Nonprofit facilities communicate, and we need to be more conscious, thoughtful, and vocal about what they say about who and what our organizations value. A dilapidated and dysfunctional facility communicates that the work conducted inside it is unimportant, the people served deserve no better, and the surrounding neighborhood is forgotten and forsaken.

In contrast, a facility with functional—even beautiful—design sends a clear, edifying message to its occupants, visitors, and the neighborhood that they are important, with intrinsic value and a realizable vision of hope.

A Hierarchy of Nonprofit Facilities’ Needs

After 30 years in community development, I have come to think of nonprofit facilities as existing on a continuum of need. Psychologist Abraham Maslow theorized a hierarchy of human needs, a motivational model that transitions from basic physiological needs like food and shelter, through safety and security, to self-esteem and self-actualization. As I suggest in the graphic below, nonprofit facilities exist on a similar hierarchy—with physical, psychological, and economic needs that must be met before an agency can transition to the next stage of its work.

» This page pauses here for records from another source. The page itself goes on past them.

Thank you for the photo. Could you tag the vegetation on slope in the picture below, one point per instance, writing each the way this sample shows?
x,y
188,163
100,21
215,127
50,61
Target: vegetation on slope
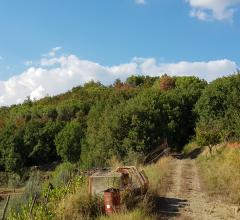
x,y
220,172
92,123
70,200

                                   

Perhaps, if those of us who care deeply about nonprofits—and particularly about agencies dedicated to serving low-income communities—name and discuss these tensions and the underlying value choices involved, we can start to prioritize, manage, and mitigate them. Here are a few ideas on how to begin:

  • Board members: Stop challenging your agency directors about facilities that look “too good.” Resist the insinuation that quality facilities will make it more difficult to convince donors that your agency needs money.
  • CDFIs: Stop limiting loans to nonprofit agencies in response to property appraisals. Appraisal-based lending severely limits lending for nonprofit facility projects, particularly in formerly redlined communities where decades of devaluation have made it nearly impossible for nonprofits to obtain the resources needed to develop their facilities. Appraisers are never going to value the hope and inspiration that comes from a well-designed nonprofit facility, but CDFIs can—and must!
  • Banks: Find ways to help. Banks can underwrite loans, even while maintaining an abundance of caution that, instead of relying on a flawed appraisal system, responsibly lends beyond appraised value. If each bank made a few such loans, the impact in neglected communities would go far beyond the loans’ dollar values.
  • Foundations and donors: Remember that most programs require a facility and that the quality of that facility enhances or detracts from the program being funded. Stop treating human services, childcare, education, and healthcare as functions separate from community development. Quality nonprofit facilities are community development. Every quality nonprofit facility changes the profile and trajectory of its community, not just through the vital services it provides, but through its very physical presence, which reminds the community in which the facility is located of the community’s value and the agency’s investment in it.